If a slot machine malfunctions it cannot complete the random selection process, and therefore reverts to a 'tilt' mode. When a malfunction occurs some slot machine manufacturers, for engineering purposes, set the reels to stop briefly in a 'jackpot' position.
When playing slot machines it’s not unusual to notice streaks of wins or losses. Many gamblers will refer to the slot as hot or going through a hot cycle when it’s paying, or a cold cycle when it’s not.
Slot machines only have hot or cold cycles in that sometimes there will be noticeable strings of good or bad luck resulting in wins or losses.
The problem is that many slot players will declare their machine on a hot or cold cycle (based on how they’ve done) and then decide whether to continue playing based on that belief.
That’s a big mistake.
As explained in our How Slots Work article, every spin of a slot machine is a random, independent event. Slots have no memory of past wins when determining the result of the next spin. Win or lose cycles aren’t programmed into slot machines.
Because random data can still have trends. If you flip a coin 1,000 times and record the results, you’ll likely find groupings of several heads or tails in a row. Just because an event is random doesn’t mean it won’t have repeated or grouped results.
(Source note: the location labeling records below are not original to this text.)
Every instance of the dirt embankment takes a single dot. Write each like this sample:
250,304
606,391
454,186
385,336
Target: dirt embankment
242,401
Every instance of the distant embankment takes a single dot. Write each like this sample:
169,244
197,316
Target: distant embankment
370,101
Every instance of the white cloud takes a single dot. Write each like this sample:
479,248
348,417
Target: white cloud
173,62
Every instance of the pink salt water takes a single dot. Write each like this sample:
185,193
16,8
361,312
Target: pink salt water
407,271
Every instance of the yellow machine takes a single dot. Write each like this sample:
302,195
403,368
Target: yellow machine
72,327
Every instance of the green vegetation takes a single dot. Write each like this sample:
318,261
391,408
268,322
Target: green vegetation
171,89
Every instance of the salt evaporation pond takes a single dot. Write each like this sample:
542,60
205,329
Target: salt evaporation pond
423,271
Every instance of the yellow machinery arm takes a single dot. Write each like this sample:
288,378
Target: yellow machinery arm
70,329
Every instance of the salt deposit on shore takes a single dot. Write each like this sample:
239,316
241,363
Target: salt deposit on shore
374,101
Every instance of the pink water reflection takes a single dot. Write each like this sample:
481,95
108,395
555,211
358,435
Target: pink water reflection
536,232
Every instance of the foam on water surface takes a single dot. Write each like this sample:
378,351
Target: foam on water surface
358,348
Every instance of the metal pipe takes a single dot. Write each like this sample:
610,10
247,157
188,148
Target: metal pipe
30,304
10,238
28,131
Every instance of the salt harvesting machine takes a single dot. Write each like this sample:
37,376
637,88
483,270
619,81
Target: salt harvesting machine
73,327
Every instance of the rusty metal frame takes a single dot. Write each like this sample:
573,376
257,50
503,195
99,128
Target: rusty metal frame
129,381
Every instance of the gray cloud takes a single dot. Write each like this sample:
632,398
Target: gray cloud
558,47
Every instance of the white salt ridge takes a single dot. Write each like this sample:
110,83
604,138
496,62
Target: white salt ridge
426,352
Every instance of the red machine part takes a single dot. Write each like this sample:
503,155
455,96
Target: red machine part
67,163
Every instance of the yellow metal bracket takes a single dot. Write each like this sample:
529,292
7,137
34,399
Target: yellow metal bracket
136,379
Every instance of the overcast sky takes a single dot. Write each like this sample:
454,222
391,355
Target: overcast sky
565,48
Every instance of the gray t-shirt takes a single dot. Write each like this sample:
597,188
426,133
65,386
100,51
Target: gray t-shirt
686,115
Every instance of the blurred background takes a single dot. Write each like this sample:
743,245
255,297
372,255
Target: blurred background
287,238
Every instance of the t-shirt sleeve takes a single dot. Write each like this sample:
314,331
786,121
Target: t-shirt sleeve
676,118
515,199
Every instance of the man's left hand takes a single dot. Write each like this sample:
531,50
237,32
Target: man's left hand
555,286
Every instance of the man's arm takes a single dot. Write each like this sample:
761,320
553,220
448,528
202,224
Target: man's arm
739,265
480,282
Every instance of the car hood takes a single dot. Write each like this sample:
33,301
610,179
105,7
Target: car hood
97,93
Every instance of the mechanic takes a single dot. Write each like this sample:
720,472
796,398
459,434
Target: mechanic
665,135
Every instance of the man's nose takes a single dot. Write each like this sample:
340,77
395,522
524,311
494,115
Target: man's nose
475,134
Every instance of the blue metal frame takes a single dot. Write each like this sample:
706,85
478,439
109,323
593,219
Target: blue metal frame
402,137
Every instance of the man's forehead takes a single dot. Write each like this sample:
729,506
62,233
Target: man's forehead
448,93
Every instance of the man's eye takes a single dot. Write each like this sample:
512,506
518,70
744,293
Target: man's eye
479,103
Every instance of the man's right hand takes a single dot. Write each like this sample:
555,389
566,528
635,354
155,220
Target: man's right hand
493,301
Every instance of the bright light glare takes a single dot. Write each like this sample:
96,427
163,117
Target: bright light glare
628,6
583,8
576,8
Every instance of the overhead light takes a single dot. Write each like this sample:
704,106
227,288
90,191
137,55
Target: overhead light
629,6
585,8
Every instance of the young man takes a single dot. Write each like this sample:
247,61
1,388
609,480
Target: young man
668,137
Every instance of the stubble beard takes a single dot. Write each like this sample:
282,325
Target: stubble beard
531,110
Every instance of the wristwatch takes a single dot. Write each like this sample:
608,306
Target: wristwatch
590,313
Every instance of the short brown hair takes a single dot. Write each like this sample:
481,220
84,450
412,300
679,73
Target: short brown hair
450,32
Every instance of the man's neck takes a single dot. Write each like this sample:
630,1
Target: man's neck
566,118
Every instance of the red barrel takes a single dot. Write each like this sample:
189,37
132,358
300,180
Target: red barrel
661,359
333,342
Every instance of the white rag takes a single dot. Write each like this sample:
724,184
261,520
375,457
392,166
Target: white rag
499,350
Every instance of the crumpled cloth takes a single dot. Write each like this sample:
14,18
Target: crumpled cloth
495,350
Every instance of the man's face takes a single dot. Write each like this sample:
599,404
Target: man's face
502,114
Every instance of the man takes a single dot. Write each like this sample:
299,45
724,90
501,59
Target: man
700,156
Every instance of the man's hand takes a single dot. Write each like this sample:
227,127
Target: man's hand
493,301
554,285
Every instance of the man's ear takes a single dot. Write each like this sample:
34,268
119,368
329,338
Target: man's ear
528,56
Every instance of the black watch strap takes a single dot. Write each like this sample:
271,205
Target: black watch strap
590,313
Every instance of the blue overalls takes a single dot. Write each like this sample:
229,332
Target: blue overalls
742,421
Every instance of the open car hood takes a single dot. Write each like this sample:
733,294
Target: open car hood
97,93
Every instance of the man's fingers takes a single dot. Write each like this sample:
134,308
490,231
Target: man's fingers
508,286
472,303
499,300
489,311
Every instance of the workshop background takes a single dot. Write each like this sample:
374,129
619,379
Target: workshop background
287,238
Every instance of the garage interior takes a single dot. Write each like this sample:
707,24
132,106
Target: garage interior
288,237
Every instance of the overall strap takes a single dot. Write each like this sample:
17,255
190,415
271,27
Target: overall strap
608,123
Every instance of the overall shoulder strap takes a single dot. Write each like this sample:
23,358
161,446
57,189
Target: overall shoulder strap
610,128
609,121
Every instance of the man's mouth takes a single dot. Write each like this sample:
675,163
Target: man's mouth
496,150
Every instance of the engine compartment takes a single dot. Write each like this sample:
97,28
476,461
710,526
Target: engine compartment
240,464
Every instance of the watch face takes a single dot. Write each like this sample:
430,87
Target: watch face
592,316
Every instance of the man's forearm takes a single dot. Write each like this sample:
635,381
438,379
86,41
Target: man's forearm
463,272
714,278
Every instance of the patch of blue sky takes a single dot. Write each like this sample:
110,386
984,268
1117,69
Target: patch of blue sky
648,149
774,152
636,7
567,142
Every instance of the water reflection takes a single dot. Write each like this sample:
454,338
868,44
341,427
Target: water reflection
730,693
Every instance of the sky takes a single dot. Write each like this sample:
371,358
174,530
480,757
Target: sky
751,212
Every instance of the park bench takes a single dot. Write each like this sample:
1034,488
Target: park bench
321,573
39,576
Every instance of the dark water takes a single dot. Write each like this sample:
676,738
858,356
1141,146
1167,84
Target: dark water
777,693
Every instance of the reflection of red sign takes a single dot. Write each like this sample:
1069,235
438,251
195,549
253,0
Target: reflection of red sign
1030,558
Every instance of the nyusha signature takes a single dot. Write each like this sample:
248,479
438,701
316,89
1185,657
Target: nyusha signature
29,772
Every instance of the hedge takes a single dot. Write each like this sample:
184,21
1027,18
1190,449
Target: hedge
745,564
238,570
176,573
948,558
In fact, flipping a coin and expecting it to alternate perfectly wouldn’t be random at all.
Plus the human brain is exceptional at spotting patterns (even when they don’t exist), and that leads to people thinking slot machines have hot or cold cycles. This is known as the clustering illusion.
Slot machines only have cycles if you look back and declare a string of wins or losses to be a cycle. The terminology is misleading though because it leads slot players to believe they can predict future outcome based on past results, which is impossible with random data like slot machine spins.
Slot machines aren’t programmed to be hot or cold – all that matters is that they meet the programmed payout percentage over their lifetime (many millions of spins, many more than any one person could play). It’s inevitable that some players will experience seemingly impossible luck with a slot machine, but attempting to predict the slot’s random number generator results based on prior wins or losses is not a wise bet.